The mode of delivery should be discussed adequately with pregnant women taking into consideration their preferences and any obstetric indications. In our study, 53% of women would choose to have a caesarean section over a vaginal delivery if they were diagnosed with COVID-19. A. Khalil et al showed that nearly half of pregnant women infected with COVID-19 had caesarean deliveries [7]. As there is no convincing evidence of vertical transmission, vaginal delivery is not contraindicated in patients with COVID-19 [8,9]. Thus, Caesarean section is preferred over vaginal delivery in the face of maternal deterioration and fetal compromise where delivery is imminent. However, logistical issues can arise from the transfer of patients in hospital to labour ward or the availability of operating theatre to perform a caesarean section with negative pressure to minimize the risk of transmission. Hence, clinicians should counsel women on the appropriate mode of delivery as there is a lack of data and uncertainty surrounding the risk of perinatal transmission during vaginal deliveries.
In our study, only 35% of pregnant women will choose to breast feed if they were diagnosed with COVID-19. There is also limited data to guide the postnatal management of babies of mothers who tested positive for COVID-19 in the third trimester of pregnancy. Currently, possibility of infection from breast milk remain uncertain although there is recent evidence to suggest a small risk of transmission through breast feeding [37-39]. As breast feeding requires close contact, direct breast feeding may be of concern in infected mothers. Hence, infected mothers should be advised to wear surgical masks, cleaning their breast before expression via breast pumps to bottle feed their neonates to reduce the risk of neonatal transmission. Precautionary separation of mother and child is debatable and cause loss of physical bonding and emotional attachment which have a negative psychological impact in infected women.

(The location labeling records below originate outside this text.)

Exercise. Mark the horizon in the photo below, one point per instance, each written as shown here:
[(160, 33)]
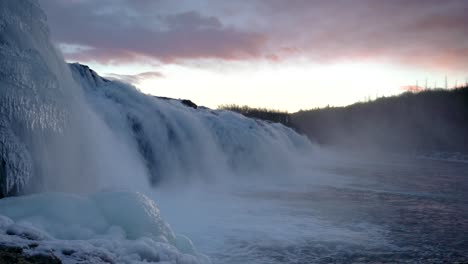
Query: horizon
[(269, 54)]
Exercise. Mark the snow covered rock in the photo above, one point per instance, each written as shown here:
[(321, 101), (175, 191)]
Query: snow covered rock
[(93, 229)]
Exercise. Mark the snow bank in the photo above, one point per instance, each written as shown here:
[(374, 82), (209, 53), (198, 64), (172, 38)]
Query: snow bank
[(116, 227)]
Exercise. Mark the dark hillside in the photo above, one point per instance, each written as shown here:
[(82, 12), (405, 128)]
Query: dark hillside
[(433, 120)]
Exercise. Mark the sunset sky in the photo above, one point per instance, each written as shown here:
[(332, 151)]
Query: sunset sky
[(282, 54)]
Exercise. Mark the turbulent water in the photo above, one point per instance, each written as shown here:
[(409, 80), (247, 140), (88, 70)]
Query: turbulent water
[(93, 160)]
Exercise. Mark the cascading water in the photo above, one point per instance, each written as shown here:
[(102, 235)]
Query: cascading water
[(65, 129)]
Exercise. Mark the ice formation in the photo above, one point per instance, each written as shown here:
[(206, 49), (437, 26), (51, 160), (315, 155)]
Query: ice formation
[(93, 229), (63, 128)]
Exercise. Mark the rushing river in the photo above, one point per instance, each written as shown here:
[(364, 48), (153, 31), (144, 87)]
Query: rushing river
[(345, 211)]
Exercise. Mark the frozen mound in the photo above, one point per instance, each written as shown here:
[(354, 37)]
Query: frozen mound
[(93, 229), (50, 138)]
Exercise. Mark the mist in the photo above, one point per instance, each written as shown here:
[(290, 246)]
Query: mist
[(93, 170)]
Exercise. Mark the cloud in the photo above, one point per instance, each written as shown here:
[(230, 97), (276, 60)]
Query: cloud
[(118, 32), (420, 33), (135, 78)]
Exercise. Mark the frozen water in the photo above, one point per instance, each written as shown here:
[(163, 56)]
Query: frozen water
[(116, 227)]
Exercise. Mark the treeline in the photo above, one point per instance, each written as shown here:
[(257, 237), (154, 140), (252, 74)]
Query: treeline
[(433, 120), (272, 115)]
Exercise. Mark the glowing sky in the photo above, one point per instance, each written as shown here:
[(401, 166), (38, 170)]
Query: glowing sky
[(282, 54)]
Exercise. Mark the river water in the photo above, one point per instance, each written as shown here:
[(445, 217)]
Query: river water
[(389, 210)]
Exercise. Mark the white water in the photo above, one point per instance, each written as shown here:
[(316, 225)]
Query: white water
[(77, 138)]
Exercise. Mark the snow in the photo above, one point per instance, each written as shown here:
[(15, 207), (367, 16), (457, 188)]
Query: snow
[(68, 134), (93, 229)]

We chose to perform an online survey as this is a rapid and convenient mode of administration. Furthermore, we used CHERRIES (Checklist for Reporting Results of Internet E-Surveys) to ensure the quality of our web-based survey [14]. Limitations of our study include small sample size and lack of internal consistency of questions without validation. Despite our small sample size , the data collected likely representative of our local population as the two large public hospitals make up more than half of the obstetric load in Singapore. In addition, our findings may be influenced by possible selection bias because participants needed a mobile device with applications to scan the QR code to access the survey.
Ever-since the WHO declared COVID-19 a global pandemic, the world has seen an exponential number of rising cases and unprecedented death rates. Until a vaccine is found, herculean efforts rests on containing community spread of COVID-19 through means like testing for suspected cases , practising social distancing and maintaining good personal hygiene [40-42].